HB 640, sponsored by Rep. Renny Cushing (D-Hampton) and a bipartisan group of 10 co-sponsors, would reduce the penalty for possession of one ounce or less of marijuana from a criminal misdemeanor, which is currently punishable by up to one year in prison and a fine of up to $2,000, to a civil violation punishable by a fine of $100 for a first offense, $200 for a second offensewithin three years, and $350 for a third or subsequent offensewithin three years of two previous offenses.
“Most representatives agree it is time to stop wasting limited public resources on arrests for simple marijuana possession,” said Matt Simon, the Manchester-based New England political director for the Marijuana Policy Project. “We hope their colleagues in the Senate will agree that our tax dollars and law enforcement officials’ time would be better spent addressing serious crimes.”

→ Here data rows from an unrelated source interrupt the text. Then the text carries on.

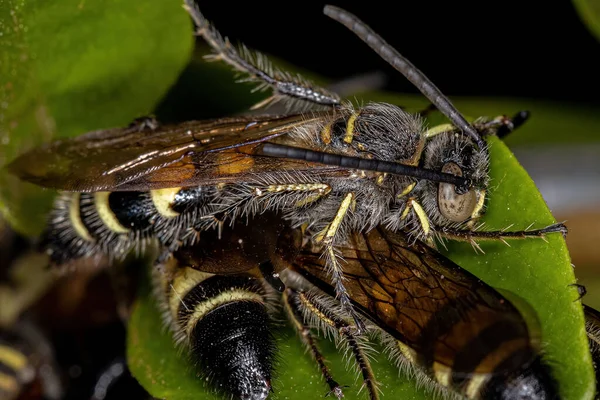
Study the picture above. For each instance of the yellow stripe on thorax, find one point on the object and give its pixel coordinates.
(106, 214)
(185, 279)
(443, 374)
(75, 218)
(436, 130)
(163, 199)
(204, 307)
(422, 216)
(350, 128)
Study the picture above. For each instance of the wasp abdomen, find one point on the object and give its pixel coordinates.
(224, 323)
(112, 223)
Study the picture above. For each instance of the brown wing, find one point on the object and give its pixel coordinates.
(140, 159)
(427, 302)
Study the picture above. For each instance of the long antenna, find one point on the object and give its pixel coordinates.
(412, 73)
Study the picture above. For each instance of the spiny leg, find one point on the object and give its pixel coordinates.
(293, 307)
(259, 69)
(329, 320)
(474, 236)
(327, 238)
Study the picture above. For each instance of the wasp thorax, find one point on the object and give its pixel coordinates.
(455, 207)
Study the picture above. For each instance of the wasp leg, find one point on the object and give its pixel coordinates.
(474, 236)
(327, 237)
(259, 69)
(294, 310)
(327, 320)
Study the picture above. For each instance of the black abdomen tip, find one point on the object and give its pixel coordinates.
(235, 349)
(534, 382)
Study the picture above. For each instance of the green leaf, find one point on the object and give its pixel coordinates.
(166, 374)
(537, 271)
(78, 65)
(532, 269)
(589, 12)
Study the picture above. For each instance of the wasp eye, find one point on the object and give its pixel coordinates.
(455, 207)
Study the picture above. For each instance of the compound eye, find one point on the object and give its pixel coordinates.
(453, 206)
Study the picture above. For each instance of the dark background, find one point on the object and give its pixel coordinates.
(508, 48)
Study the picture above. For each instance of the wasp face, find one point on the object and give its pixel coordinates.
(454, 153)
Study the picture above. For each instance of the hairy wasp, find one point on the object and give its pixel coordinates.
(331, 166)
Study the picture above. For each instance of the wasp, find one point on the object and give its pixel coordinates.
(437, 322)
(325, 164)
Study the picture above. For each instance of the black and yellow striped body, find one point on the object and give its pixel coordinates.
(436, 319)
(113, 223)
(223, 321)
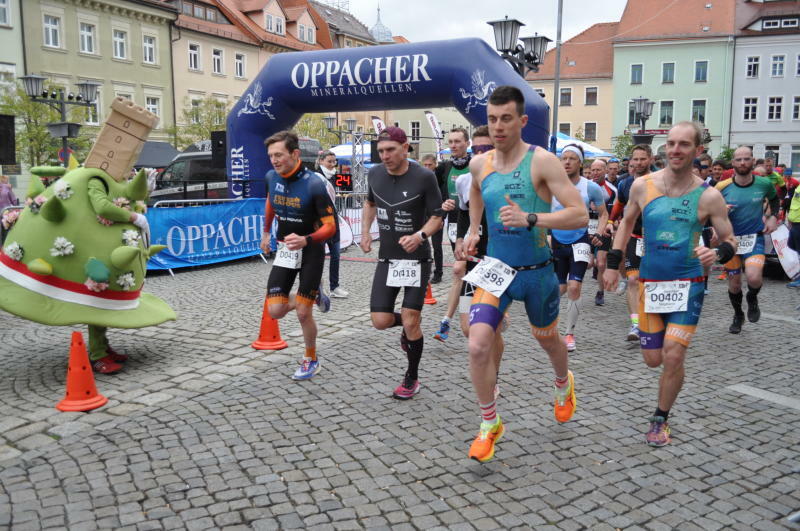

HB 640 has faced much less opposition than similar bills that failed in recent years. Only one person testified against it at a public hearing on February 1, and the House Criminal Justice and Public Safety Committee, which voted 7-6 last year to kill a similar measure (HB 1631), approved HB 640 14-2. Additionally, Gov. Chris Sununu has consistently said he supports decriminalizing possession of small amounts of marijuana, whereas previous governors have been opposed.
“There is very little public support for continuing to criminalize marijuana consumers,” Simon said. “Marijuana is objectively less harmful than alcohol, and a strong majority of Granite Staters want the Legislature to start treating it that way.”
More than seven out of 10 Granite Staters (72%) would like to see the Legislature decriminalize or legalize marijuana, according to a WMUR Granite State Poll conducted by the University of New Hampshire Survey Center in July 2016.